Recently I wrote about how I was starting to get my yoga practice back by carving out some practice time early in the mornings. Well, soon after that post, the entire family – F, YogaBaby, and I – all came down with a stomach bug. It took us days to recover. Then a family member visited from out of town, the entire family caught a low-level cold, and finally the disaster that is daylight saving time hit us hard. Any parent can tell you that “springing ahead” wreaks havoc on a small child, and it wasn’t too kind to F and me either. And so my yoga got off track again. I know that life is what’s happening when your plans get derailed, and maybe someday I’ll look back fondly on the vomit, screaming, snot, and exhaustion of the past month, but let me tell you it was not exactly fun to live through.

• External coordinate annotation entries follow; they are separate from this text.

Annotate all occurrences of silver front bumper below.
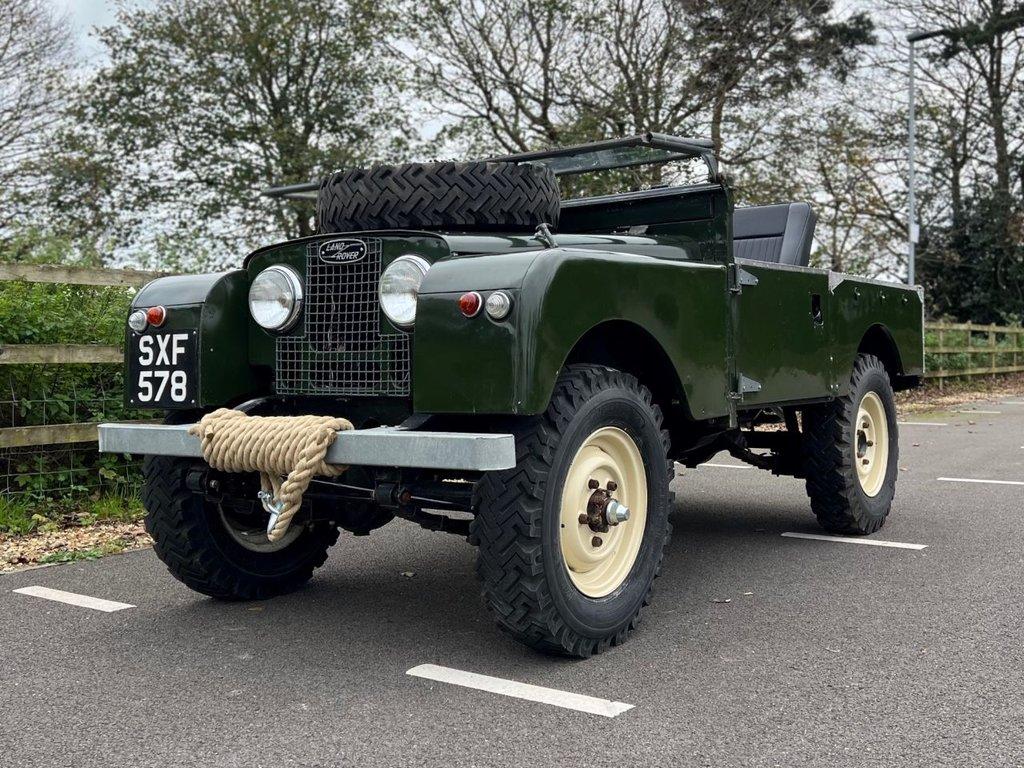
[99,424,515,471]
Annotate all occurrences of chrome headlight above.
[380,253,430,328]
[249,264,302,331]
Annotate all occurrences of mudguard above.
[125,269,260,409]
[413,248,728,419]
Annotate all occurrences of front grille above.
[275,238,411,395]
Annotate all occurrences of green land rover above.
[99,134,924,656]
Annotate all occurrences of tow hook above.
[256,490,285,535]
[580,478,630,534]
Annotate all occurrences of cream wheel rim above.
[559,427,647,597]
[854,392,889,496]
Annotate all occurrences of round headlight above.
[380,254,430,328]
[249,264,302,331]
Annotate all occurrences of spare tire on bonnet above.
[316,162,561,233]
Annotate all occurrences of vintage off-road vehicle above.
[99,134,923,656]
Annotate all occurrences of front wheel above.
[803,354,899,535]
[471,366,673,657]
[142,456,338,600]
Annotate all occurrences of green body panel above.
[735,261,831,406]
[123,185,924,428]
[828,274,925,387]
[125,269,263,408]
[735,260,924,407]
[413,248,728,418]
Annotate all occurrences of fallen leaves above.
[0,521,153,572]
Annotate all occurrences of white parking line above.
[14,587,135,613]
[937,477,1024,485]
[406,664,633,718]
[782,531,928,549]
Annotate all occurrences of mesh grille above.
[276,238,411,395]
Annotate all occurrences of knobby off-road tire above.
[470,366,673,657]
[142,456,338,600]
[803,354,899,535]
[316,163,560,233]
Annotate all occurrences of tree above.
[409,0,871,162]
[72,0,406,256]
[0,0,72,229]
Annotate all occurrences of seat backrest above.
[732,203,817,266]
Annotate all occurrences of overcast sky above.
[50,0,148,60]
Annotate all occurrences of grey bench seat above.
[732,203,817,266]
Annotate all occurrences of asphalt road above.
[0,402,1024,768]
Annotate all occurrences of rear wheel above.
[142,456,338,600]
[803,354,899,534]
[471,366,673,656]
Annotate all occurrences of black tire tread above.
[316,162,561,233]
[470,365,674,657]
[804,354,895,536]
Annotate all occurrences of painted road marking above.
[937,477,1024,485]
[14,587,135,613]
[782,531,928,549]
[406,664,633,718]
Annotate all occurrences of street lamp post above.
[906,33,918,286]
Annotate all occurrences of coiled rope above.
[188,408,352,542]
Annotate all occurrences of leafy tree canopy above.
[62,0,404,257]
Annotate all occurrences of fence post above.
[936,323,946,392]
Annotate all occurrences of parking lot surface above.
[0,397,1024,768]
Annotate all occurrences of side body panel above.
[413,249,728,419]
[126,269,261,408]
[735,260,924,408]
[735,260,833,406]
[828,272,925,394]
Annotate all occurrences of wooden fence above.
[0,263,163,449]
[0,263,1024,449]
[925,323,1024,382]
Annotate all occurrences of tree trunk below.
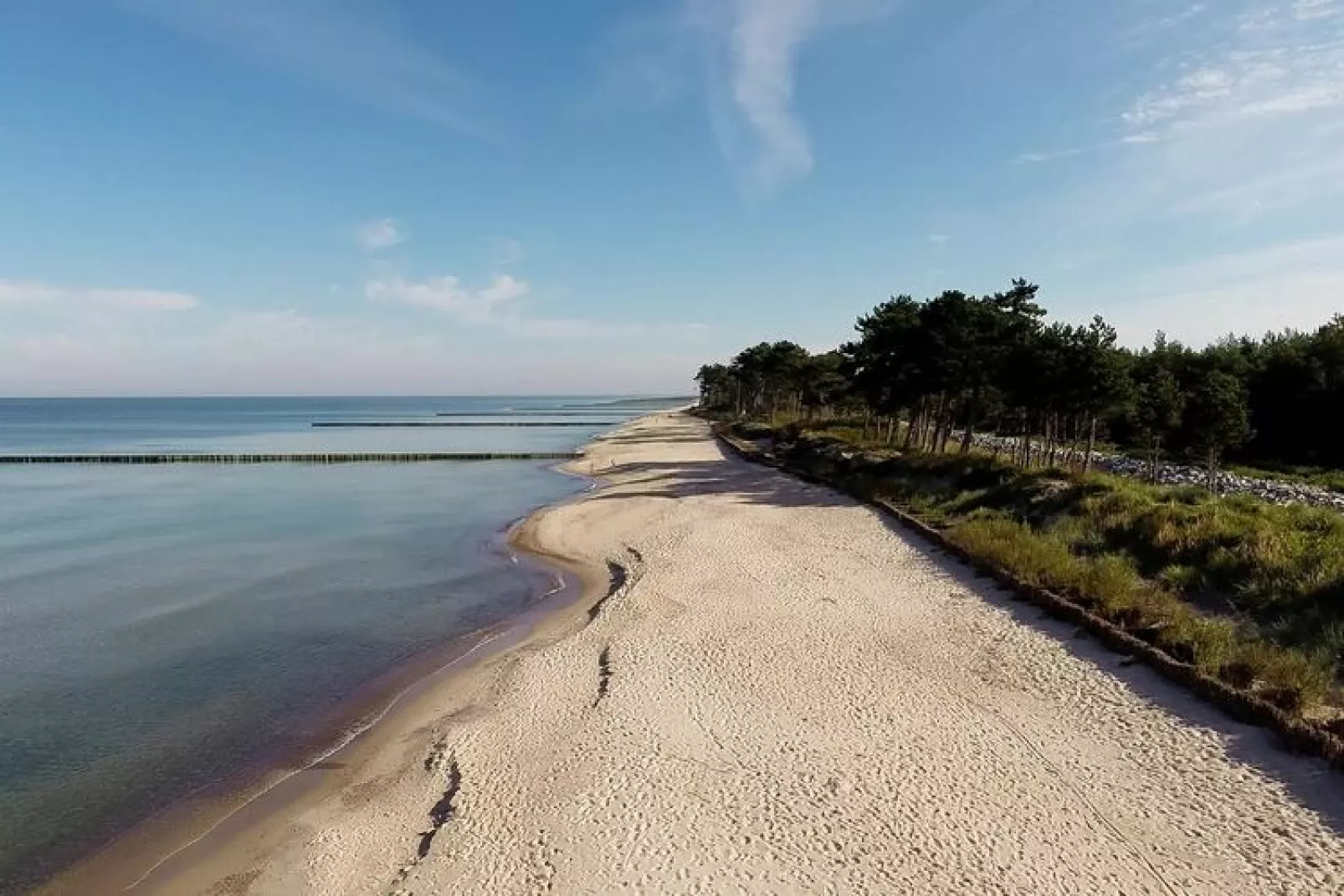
[961,388,980,454]
[1083,414,1096,475]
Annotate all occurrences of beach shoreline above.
[42,414,1344,896]
[33,440,618,896]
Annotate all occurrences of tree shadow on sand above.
[590,434,1344,836]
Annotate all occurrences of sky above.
[0,0,1344,395]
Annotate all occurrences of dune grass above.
[758,428,1344,714]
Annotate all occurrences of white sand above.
[179,415,1344,896]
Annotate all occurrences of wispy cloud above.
[1032,0,1344,231]
[1106,237,1344,346]
[0,281,200,313]
[364,274,708,339]
[355,218,410,253]
[121,0,496,138]
[364,274,532,324]
[688,0,892,195]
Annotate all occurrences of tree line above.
[696,279,1344,481]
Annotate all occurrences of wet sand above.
[47,414,1344,896]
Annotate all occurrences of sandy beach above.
[68,414,1344,896]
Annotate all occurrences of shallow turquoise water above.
[0,399,631,889]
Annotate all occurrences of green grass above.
[781,428,1344,712]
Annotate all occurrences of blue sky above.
[0,0,1344,395]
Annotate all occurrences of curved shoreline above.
[33,435,628,896]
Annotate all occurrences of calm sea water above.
[0,397,644,891]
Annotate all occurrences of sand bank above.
[65,414,1344,896]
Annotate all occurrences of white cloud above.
[364,274,710,340]
[687,0,891,195]
[0,310,705,395]
[1037,0,1344,231]
[1085,237,1344,346]
[355,218,410,253]
[0,281,200,313]
[121,0,493,137]
[364,274,531,324]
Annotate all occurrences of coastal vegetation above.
[699,287,1344,732]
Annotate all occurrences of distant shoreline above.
[33,427,618,896]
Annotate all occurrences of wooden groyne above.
[434,407,630,417]
[0,452,583,465]
[313,421,616,430]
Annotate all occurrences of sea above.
[0,397,672,892]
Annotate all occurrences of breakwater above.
[0,452,583,465]
[312,421,616,430]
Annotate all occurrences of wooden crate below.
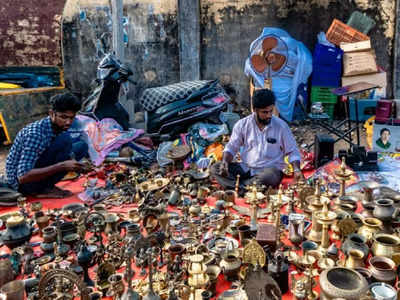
[326,19,369,46]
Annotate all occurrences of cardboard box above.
[342,72,387,98]
[343,50,378,76]
[340,40,372,52]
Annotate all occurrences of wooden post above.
[178,0,200,81]
[111,0,125,62]
[111,0,135,125]
[394,0,400,99]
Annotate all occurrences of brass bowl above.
[31,201,43,212]
[63,233,79,244]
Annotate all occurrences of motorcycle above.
[80,54,136,130]
[80,54,230,140]
[140,80,230,136]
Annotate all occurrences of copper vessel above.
[369,256,397,286]
[371,233,400,258]
[357,218,382,243]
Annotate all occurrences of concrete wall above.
[0,0,65,66]
[63,0,395,110]
[0,0,395,108]
[63,0,179,103]
[0,87,66,140]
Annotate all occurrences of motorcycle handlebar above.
[127,77,137,85]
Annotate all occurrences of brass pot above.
[219,251,242,281]
[224,190,236,203]
[357,218,382,243]
[206,265,221,295]
[373,199,395,222]
[42,226,57,243]
[371,233,400,258]
[361,202,375,218]
[345,249,364,269]
[320,267,368,300]
[342,233,369,258]
[0,258,14,287]
[36,216,50,236]
[0,280,25,300]
[369,256,396,286]
[168,244,185,262]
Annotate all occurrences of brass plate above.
[35,255,53,266]
[0,211,21,223]
[243,239,266,267]
[139,178,169,192]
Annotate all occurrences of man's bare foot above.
[34,186,72,199]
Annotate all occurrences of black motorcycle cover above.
[140,80,217,111]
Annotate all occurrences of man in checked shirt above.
[6,93,87,198]
[211,89,304,188]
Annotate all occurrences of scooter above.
[80,54,230,140]
[140,80,230,136]
[80,54,136,130]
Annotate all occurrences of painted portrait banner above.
[372,123,400,152]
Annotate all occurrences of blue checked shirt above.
[6,117,55,190]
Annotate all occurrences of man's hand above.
[61,159,87,172]
[219,160,229,176]
[294,170,305,183]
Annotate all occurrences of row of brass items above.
[0,157,400,300]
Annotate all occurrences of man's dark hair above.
[50,93,81,112]
[380,127,390,135]
[253,89,275,108]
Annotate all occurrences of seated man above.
[211,89,303,188]
[6,93,87,198]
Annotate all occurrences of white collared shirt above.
[224,113,301,175]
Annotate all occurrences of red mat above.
[0,172,311,300]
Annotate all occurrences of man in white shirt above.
[212,89,304,187]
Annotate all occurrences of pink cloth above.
[74,115,144,166]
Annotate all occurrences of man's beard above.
[256,115,271,125]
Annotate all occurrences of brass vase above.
[319,267,368,300]
[357,218,382,243]
[369,256,397,286]
[0,280,25,300]
[371,233,400,258]
[344,249,364,269]
[219,251,242,281]
[373,199,395,222]
[0,258,14,287]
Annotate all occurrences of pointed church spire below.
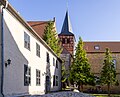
[60,10,74,35]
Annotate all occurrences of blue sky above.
[8,0,120,41]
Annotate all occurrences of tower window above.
[62,38,65,44]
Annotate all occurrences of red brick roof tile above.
[28,21,48,38]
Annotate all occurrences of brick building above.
[84,42,120,93]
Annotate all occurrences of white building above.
[0,0,62,97]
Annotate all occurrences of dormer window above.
[94,45,100,50]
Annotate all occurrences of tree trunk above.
[108,83,110,97]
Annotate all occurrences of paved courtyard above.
[26,91,95,97]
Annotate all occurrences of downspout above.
[1,1,8,97]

One of the worst things about a month like this, to me, is that I always seem to lose my yoga time right when I need it the most. Last week, for example, when YB was still adjusting to the time change and refused to go to bed for the fourth night in a row, I set her thrashing, howling little body in the crib, went to another room, and yelled and punched the floor. (Yes, the floor.) I felt frustrated, angry, and helpless, and knowing that none of it was YB’s fault just made me angry at myself for not having more patience. These are the feelings I count on my yoga practice to help me control; having that quiet time to check in with my body and spirit and to center myself helps me so much to be a calmer person.

My challenge at times like this is to find that calm center on my own, without the framework of an asana practice. That night I couldn’t find it. But YB cried for less than ten minutes before rolling over and falling asleep on her own – I was upset for a lot longer than she was. No amount of singing and cuddling from me could help her to do that, that night: she had to find it herself. The bedtime routine has improved steadily since then, and last night I had my sweet snuggly baby bedtime back. I appreciated it even more after the rough nights.

After a relaxing weekend and the chance to catch up on some of our lost sleep, F and I have started setting the alarm clock early again. We’ll gradually work backwards until we’re getting up at 5:30 again, but we started with getting up just ten minutes early yesterday. I did five half sun salutes in my bathrobe, then sat quietly on my meditation cushion for a few minutes. It’s a start. What’s important isn’t how many times you fall out of the routine – it’s being able to start fresh and begin again, and again, and again.